Ou seja: que proporcione o apoio necessário para garantir que sejam vencidas eventuais dificuldades que surgirem na trajetória de estudantes que tenham o diagnóstico de transtornos de aprendizagem ou dificuldades pontuais em seu desenvolvimento cognitivo. E isso não acontece sem o real envolvimento da instituição e de suas equipes em todos os seus níveis – para muito além das “boas-vindas”.

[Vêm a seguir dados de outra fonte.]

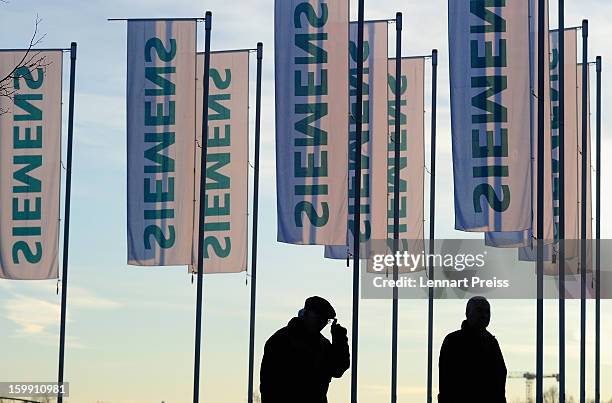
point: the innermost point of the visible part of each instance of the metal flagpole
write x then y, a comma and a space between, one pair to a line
60, 375
255, 218
357, 200
396, 190
540, 203
432, 215
598, 241
583, 209
198, 333
561, 42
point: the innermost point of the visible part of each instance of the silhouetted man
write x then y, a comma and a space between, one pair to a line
472, 367
298, 362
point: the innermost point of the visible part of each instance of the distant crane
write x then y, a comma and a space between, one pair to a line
529, 378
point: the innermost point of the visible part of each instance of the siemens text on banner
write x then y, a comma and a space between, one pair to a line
373, 150
412, 152
160, 141
227, 172
311, 59
30, 147
489, 73
525, 238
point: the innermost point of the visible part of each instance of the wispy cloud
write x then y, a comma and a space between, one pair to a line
34, 308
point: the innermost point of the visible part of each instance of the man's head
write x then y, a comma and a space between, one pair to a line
478, 313
317, 313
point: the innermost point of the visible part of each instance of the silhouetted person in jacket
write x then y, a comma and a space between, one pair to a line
472, 367
298, 362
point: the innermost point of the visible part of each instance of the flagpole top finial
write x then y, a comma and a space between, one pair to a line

Para falar sobre isso, fomos conversar com o Professor Dr. Angelo Masson Hernandes, Coordenador do Programa de Intervenção Pedagógica na Aprendizagem -PIPA- ESPM, uma unidade de apoio e promotora de estratégias auxiliares para que alunos dentro desse perfil sejam acolhidos em suas limitações e possibilidades, promovendo o que a Escola chama de “aprender a aprender”.

 

Geralmente, estudantes com necessidades especiais acabam sendo vistos como uma “categoria” – mas quais são as necessidades especiais mais recorrentes entre eles e quais caminhos seguir para uma real inclusão?

 

De fato, é preciso enxergar fora dessa “categoria”. E entender as necessidades especiais – leves, médias ou severas – que se interpõem ao ato de aprender, que precisam ser respeitadas quando tratamos do processo de alguém construindo conhecimentos, principalmente se isto se dá num espaço chamado escola. Nesse ambiente, para poder oferecer ocasiões de aprendizagem adaptadas, para assegurar que o processo do conhecimento ocorra, são indispensáveis a parceria do professor e o olhar plural, porque não há necessidades especiais “mais recorrentes”. Ganhe o nome que lhe derem, tenha por ponto de partida a genética, ou uma injúria cerebral grave, o diagnóstico sozinho não define a dinâmica do processo.

 

Diante dessa abordagem, o que se observa no comportamento de cada estudante para conhecê-lo melhor?

 

Observamos o agir, reagir, interagir do estudante, sua comunicação – seu emprego da relação linguagem-pensamento em atos comunicativos ou expressivos). Igualmente analisamos o seu intelecto, sua aptidão para raciocinar e compreender a informação e os conceitos, bem como suas habilidades cognitivas, ou como ele trata informação e resolve problemas. Não ficam de fora suas características físicas: a coordenação entre motricidade global e a fina, as estruturas e funções preservadas ou não de sua anatomia.

 

As necessidades sempre marcam uma condição física, sensorial, mental, emocional, social ou cultural que torna diferente a demanda do estudante para concretizar o aprendizado. Uma ou mais condições dessas de um só tipo ou mistas, exigem adaptações, mudanças, instrumentações específicas que permitam aprender: dificuldades específicas de aprendizagem, problemas de comunicação, deficiência intelectual (deficiência mental), perturbações emocionais e de comportamento, multideficiência, deficiência auditiva, físico-motora ou visual, problemas de saúde, perturbações do espectro do autismo, surdo-cegueira, traumatismo craniano e até mesmo a superdotação.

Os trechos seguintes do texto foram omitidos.